Underwater

He looks down at her, eye to eye, searching for something. But his face switches to confused. Disoriented. Like he doesn’t remember who she is or how he got here.

My mom and I follow the police and my dad out. The school bell rings and kids instantly spill out of classrooms, babbling loudly and swinging lunch boxes in their hands. I don’t know why they’re out here. I thought they were keeping everyone inside. I must’ve just had an idea in my head that the stillness of the campus meant the administration and the teachers were keeping our secrets. But they weren’t. And now, I look up and there’s Ben standing in front of us, watching the stairs. He shifts. He squints. His superhero lunch box dangles at his side.

“Morgan,” he sputters, “is that Dad?”





chapter thirty-eight

My mom calls into work to say she has a family emergency and can’t return. Then she checks Ben out of school for the day. There’s no point in staying. She has to tell him things he might not be ready to hear but that need to be explained nonetheless. Because today my dad went too far. And now my mom has to tell Ben how sick his dad is and that he needs to get help from special doctors to get better. She has to tell Ben that no matter what, he should never go anywhere with our dad. I assume we’ll go straight home to talk then stare at the walls and each other, but Ben begs for ice-cream cones like an unexpected afternoon off from school equals an insta-vacation.

“Think you can handle ice cream?” my mom asks me while Ben jumps up and down, pleading for me to say yes.

I don’t know if I can handle it or not.

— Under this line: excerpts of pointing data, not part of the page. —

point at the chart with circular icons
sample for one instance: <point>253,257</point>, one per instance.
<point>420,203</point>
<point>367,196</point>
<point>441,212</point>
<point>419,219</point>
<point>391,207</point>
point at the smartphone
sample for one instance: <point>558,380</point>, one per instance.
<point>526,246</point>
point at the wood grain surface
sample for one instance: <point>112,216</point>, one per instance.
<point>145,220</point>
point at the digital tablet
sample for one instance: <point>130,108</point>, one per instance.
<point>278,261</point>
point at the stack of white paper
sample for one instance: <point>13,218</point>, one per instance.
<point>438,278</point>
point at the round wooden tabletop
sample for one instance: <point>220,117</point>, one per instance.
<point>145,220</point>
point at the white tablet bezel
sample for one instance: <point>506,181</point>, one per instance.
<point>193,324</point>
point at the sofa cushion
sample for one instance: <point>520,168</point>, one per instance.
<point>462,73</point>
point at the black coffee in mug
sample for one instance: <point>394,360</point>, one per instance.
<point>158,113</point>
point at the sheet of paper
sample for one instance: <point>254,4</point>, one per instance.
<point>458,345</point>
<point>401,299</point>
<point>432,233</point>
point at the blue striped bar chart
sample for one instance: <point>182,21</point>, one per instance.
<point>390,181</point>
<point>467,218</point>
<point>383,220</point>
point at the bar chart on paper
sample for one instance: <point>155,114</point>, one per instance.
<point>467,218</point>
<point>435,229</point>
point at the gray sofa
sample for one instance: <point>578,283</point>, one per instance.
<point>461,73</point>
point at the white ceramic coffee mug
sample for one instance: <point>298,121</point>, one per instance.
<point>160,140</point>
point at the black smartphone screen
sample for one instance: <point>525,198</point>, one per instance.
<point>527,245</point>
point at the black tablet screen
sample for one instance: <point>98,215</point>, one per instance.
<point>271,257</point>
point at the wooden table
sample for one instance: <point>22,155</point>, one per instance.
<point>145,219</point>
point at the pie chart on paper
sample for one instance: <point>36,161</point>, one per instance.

The only way to know for sure is to go. That is what Brenda has taught me. That’s what I’ve been doing every day. Attempting and accomplishing things bit by bit.

“I want to try,” I say.

My mom squeezes my hand. “We’ll be right there with you.”

She and Ben follow me home to drop off the Bel Air. Knowing they’re right behind me makes the drive back way less stressful than the drive to Ben’s school. We ditch my car and pile into hers, where I sit in the back with Ben. His shoulders are even with mine thanks to the added height from his car seat. But not driving makes me feel even more trapped. I can feel the sweat collecting along my hairline and the barfy grumblings of my stomach.

“Windows,” I yelp, and my mom presses a button to roll down all four of them at once.

The wind blows in my face. It’s enough to keep the nausea at bay, but I’m totally counting the blocks down as we go. Three more. Two more. One more. I haven’t seen this part of town in so long, but I know it as well as I know all of Ben’s lines in his play. I miss it. I miss being here. And I’m so relieved when we pull into a parking space and I plant my feet on the solid sidewalk again. Ben leads us to the shack at the end of the pier like he’s on autopilot. We get soft serve ice cream and not enough napkins—a huge mistake since the remnants of Ben’s chocolate cone get smeared across his face like war paint.

We sit at the end of the pier and watch the ocean and the boats and every significant movement in our world at that moment. Tons of people are out even though it’s the middle of the day. There’s a false notion that people who live by the beach have money, but the reality is that burnt-out surf bums and dozing homeless people are also scattered among the moms dressed in designer sweatpants and thirtysomething entrepreneurs who make their own hours.

Ben scrunches his face up as he watches a homeless guy shuffling from person to person on the pier, holding his stained pants up with one hand and asking for spare change with the other.

“Does my dad do that?” Ben asks.

“Probably, sometimes,” my mom says.

“Why?”

And there’s the question we can’t completely answer. Still, my mom tries.

“Because he needs help. Not just with money to buy food, but with a lot of other things, too. But he needs to figure out for himself that he needs help. Grandma and I can tell him, but he has to want to get it.”

“So when he gets help, he’ll come back?” Ben asks.

“It might not be that simple,” I say.

“But what if I want him to get help so I can still love him?”

“It’s okay to love him no matter what,” my mom says. “And it’s okay if you miss him and want him to get better, because Morgan and I want that, too.”

Ben bites into the cone of his soft serve and chews thoughtfully. “Okay. That’s what I’ll do then.”